Salber also uses some Braille textbooks. Thanks to priority class registration, the books are ordered months in advance, with the goal that they will arrive when classes begin. Things get complicated when a textbook is changed leading up to the start of class. Then, individual arrangements are made so Salber and other students can access them.

Disability Services helps students with issues both in and outside of the classroom. For example, when a sidewalk is closed for construction Salber needs to know. Some menu options in the cafeterias have been added in Braille. Disability Services is working with housing to make the washers and dryers accessible.

Salber is her own advocate. “One thing I’ve learned about college is to never be afraid to ask for help,” she said.

Focusing on students’ success

James enjoys her job, working with students and getting to know them, such as Abby. “Anyone who has spent time with Abby is a better person. She is such a positive person — friendly, outgoing, determined and she has a very good work ethic. UW-Stout is a better place because of Abby,” James said.

James recalled a student who had grown tired of being labeled with a disability and referred to as “different” while in high school. Consequently, the student chose not to work with Disability Services as a freshman.

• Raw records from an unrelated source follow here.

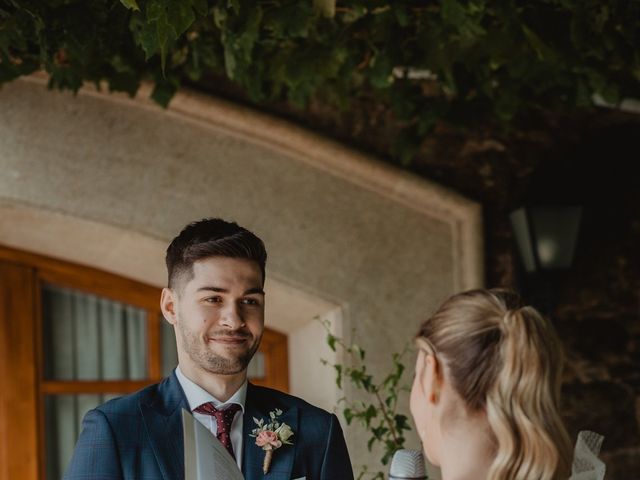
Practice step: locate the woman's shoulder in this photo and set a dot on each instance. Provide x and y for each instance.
(586, 464)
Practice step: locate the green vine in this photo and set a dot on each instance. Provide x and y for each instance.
(464, 62)
(379, 413)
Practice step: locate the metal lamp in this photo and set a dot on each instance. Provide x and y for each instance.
(546, 236)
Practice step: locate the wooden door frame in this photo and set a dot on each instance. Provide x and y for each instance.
(37, 269)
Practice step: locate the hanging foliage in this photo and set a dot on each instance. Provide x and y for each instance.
(464, 62)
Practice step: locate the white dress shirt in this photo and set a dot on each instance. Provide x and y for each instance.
(196, 396)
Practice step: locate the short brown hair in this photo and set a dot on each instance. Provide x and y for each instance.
(211, 237)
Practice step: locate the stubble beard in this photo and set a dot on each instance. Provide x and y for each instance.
(210, 361)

He struggled academically, was dismissed and appealed to get a second chance. At that point he decided to connect with the Disability Services. With access to special resources, the student went on to earn his bachelor’s degree and graduated with honors.

“I’m very proud of him. Over time the student began to accept his disability as a piece of his self-identity; he was no longer embarrassed to have a disability. When this happens, it’s a beautiful thing,” James said.

Providing services to students with disabilities is part of a movement on campus toward universal design for learning, which is a set of principles for curriculum development that gives all individuals equal opportunity to learn.

“There are some pretty amazing things going on in the classroom across campus,” James said. “We have committed faculty who are passionate about what they’re teaching and who are doing great things.”

James received $5,000 for her award. The money must be used for professional development, according to UW-Stout guidelines.

James plans to attend a national conference and explore best practices when determining the presence of a disability while working with international students. “Many cultures don’t recognize disability in the same way that the United States does. We need to make sure that all of our students have equal access.”

James earned a master’s degree in vocational rehabilitation from UW-Stout in 2002.